The director of a Worcester-based storage facility company has been disqualified from acting as a company director for five years.
Graham Bradbury, of Guardian Self Storage Ltd, was disqualified for “selling assets that did not belong to the company and paying some creditors to the detriment of others”.
An investigation by the Insolvency Service found Bradbury had sold the contents of 29 containers for £29,000 cash in October 2009, after bailiffs working to recover rent arrears on behalf of the company’s landlord had seized assets on Guardian’s premises.
The money generated through the sale was not used for payements to creditors, including HMRC, the landlord of the premises and the company’s bank.

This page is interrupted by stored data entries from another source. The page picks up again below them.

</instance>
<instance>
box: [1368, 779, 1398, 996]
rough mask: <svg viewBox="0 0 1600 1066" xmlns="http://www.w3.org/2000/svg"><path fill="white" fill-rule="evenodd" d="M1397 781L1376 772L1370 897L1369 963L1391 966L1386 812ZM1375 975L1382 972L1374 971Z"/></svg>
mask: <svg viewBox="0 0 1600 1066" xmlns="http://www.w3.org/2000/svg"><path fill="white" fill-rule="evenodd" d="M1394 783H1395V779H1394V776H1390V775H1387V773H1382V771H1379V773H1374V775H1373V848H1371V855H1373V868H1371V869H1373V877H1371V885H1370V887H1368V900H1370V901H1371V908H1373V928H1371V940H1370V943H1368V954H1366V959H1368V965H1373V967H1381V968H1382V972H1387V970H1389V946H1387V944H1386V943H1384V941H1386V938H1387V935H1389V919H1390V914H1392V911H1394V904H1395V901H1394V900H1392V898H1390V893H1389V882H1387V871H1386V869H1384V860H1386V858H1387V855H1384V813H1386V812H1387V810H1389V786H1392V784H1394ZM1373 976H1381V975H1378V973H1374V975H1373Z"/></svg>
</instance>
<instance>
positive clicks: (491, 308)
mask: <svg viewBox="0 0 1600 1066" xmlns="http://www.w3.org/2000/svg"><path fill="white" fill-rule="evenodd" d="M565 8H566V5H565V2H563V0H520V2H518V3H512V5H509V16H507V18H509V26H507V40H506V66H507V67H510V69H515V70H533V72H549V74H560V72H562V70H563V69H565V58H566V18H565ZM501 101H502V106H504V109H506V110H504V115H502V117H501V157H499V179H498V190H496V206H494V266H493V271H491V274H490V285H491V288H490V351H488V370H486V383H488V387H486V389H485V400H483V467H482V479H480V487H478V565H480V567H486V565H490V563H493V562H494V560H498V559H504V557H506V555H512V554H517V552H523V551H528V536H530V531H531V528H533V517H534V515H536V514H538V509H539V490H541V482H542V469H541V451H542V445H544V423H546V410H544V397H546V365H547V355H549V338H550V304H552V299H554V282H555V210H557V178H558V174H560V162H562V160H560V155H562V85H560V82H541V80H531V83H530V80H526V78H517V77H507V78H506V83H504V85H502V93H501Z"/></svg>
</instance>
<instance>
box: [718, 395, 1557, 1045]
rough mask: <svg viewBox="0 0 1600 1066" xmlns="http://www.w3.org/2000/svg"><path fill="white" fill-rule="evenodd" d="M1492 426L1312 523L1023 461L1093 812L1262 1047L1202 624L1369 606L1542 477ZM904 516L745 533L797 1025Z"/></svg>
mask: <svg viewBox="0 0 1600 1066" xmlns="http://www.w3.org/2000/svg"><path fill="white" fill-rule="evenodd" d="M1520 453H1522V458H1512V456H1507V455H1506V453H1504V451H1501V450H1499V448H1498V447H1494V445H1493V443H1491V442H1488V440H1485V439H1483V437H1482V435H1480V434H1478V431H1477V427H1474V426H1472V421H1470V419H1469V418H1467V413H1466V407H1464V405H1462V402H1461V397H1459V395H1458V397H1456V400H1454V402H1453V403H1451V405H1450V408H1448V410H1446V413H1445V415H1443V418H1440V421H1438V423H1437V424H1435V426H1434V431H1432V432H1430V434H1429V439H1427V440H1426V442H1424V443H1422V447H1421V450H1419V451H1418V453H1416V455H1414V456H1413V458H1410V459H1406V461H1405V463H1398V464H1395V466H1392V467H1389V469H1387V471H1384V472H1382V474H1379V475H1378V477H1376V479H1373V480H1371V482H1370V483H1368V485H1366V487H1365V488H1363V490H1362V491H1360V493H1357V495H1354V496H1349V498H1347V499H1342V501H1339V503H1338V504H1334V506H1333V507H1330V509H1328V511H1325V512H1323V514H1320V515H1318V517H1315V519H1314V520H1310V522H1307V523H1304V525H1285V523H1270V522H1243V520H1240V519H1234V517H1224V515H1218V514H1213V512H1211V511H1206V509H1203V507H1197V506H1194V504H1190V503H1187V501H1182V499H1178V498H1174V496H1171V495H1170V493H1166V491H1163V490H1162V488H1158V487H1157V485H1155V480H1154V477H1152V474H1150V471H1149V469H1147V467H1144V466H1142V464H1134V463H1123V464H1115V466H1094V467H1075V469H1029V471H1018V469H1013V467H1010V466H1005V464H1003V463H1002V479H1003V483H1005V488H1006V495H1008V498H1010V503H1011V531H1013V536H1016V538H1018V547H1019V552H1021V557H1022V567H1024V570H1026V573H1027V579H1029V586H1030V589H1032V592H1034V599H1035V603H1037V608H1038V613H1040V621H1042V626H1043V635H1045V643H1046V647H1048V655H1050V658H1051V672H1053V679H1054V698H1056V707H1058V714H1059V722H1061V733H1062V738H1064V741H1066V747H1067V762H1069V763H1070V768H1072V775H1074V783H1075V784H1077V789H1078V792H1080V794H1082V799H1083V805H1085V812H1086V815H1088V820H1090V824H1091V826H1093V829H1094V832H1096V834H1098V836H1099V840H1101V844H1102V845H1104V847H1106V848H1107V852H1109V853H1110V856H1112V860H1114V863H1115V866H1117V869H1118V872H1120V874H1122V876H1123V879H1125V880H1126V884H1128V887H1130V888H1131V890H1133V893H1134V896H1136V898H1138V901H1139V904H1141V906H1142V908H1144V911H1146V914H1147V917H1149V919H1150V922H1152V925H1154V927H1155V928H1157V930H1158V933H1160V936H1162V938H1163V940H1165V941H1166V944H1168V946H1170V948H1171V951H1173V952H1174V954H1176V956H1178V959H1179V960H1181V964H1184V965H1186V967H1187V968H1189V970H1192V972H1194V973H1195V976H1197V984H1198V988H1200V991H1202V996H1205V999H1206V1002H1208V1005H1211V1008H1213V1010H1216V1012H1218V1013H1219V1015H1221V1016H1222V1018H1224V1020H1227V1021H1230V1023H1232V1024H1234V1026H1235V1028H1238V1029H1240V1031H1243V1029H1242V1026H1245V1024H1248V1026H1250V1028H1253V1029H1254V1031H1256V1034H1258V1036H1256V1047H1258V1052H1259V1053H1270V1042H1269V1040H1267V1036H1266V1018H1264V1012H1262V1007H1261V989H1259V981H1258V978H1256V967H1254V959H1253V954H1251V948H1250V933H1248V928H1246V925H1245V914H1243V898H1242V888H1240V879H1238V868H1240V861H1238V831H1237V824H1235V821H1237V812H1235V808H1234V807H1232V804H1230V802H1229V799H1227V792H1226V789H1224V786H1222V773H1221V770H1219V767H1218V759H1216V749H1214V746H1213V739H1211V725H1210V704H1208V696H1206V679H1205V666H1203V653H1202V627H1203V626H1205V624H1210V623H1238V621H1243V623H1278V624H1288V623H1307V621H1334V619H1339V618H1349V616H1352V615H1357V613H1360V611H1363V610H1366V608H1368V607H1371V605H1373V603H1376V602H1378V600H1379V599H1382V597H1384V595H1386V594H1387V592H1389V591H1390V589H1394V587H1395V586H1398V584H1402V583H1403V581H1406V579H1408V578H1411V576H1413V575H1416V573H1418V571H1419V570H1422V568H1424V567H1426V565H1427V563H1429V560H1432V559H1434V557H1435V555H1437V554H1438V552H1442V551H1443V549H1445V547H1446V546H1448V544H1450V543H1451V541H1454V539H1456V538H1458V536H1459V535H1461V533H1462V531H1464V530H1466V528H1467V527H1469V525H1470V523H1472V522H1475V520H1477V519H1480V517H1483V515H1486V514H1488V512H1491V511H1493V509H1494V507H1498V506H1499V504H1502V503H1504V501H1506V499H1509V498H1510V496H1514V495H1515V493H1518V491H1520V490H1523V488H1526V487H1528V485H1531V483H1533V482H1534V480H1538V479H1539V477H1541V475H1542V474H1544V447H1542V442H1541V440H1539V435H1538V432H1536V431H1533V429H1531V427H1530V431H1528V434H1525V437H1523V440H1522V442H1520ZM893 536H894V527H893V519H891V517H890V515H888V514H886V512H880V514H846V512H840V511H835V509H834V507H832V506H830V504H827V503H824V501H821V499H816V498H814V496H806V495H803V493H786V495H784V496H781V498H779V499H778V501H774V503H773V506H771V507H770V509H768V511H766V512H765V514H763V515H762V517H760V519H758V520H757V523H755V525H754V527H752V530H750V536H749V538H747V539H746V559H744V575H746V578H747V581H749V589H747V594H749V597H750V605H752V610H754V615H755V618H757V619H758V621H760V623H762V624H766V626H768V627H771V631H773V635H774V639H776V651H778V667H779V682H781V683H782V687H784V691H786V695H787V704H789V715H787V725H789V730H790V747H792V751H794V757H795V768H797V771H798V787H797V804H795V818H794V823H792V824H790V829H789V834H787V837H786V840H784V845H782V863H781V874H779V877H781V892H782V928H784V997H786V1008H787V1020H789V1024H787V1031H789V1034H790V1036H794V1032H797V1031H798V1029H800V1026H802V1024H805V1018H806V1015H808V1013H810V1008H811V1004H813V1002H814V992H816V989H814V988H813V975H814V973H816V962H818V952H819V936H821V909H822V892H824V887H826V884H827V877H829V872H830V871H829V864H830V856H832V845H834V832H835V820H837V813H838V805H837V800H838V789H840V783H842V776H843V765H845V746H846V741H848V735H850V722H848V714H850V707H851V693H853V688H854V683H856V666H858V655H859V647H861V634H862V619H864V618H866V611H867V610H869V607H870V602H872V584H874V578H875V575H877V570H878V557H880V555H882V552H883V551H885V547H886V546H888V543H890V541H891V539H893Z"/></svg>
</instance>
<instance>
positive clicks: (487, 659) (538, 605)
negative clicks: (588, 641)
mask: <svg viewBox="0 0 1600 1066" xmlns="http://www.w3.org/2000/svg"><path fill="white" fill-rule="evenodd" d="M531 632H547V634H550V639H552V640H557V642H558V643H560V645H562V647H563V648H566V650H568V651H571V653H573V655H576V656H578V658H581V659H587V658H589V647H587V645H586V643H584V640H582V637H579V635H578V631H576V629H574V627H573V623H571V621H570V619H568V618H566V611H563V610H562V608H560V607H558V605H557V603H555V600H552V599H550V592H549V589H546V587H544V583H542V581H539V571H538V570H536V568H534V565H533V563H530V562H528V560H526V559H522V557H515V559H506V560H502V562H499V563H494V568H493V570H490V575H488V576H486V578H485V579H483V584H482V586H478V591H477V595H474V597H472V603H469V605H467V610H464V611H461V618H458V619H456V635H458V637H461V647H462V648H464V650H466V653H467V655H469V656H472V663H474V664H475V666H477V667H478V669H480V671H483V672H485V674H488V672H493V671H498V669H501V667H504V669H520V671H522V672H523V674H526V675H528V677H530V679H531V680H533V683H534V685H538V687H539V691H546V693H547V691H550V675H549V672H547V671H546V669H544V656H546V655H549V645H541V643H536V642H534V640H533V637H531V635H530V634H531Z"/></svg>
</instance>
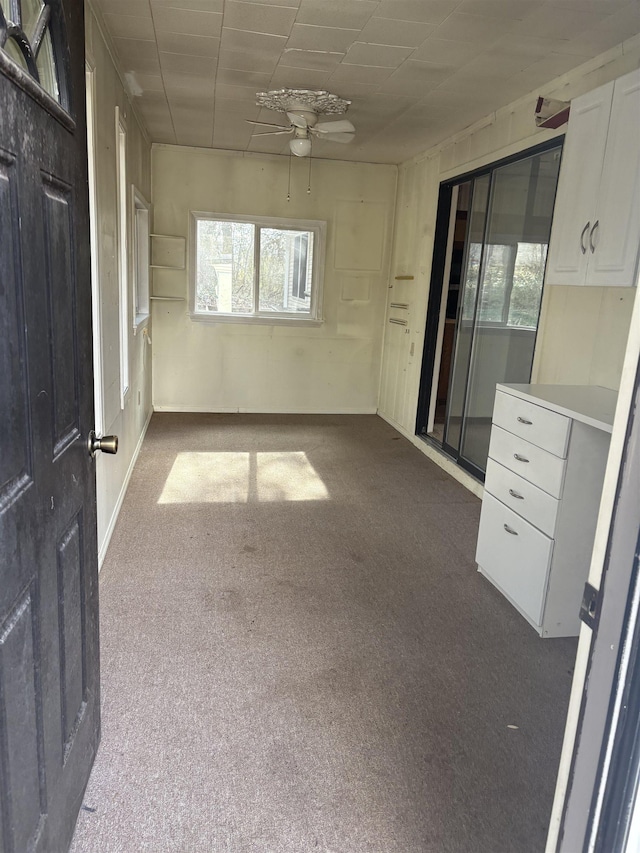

Bradbury stated the money was used to pay wages to sub-contract labourers, redundancy, a solicitor, an accountant, the prospective liquidator and to repay a loan made by an employee, at a time when the company was insolvent.
Guardian Self Storage Ltd entered Creditors Voluntary Liquidation (CVL) on 26 October 2012, owing creditors a total of £178,626.
Sue MacLeod, chief investigator of insolvent investigations, Midlands & West at the Insolvency Service, said: “The law is very clear: all creditors of an insolvent company should be treated fairly so that each obtains a share of any pay-out, rather than creditors being cherry-picked.
“Mr Bradbury had already been in contact with an insolvency practitioner before he sold company assets, yet used that revenue in such a way that some creditors received nothing at all while others were paid in full. The consequence is that he is now disqualified and cannot continue in business, other than at his own risk.”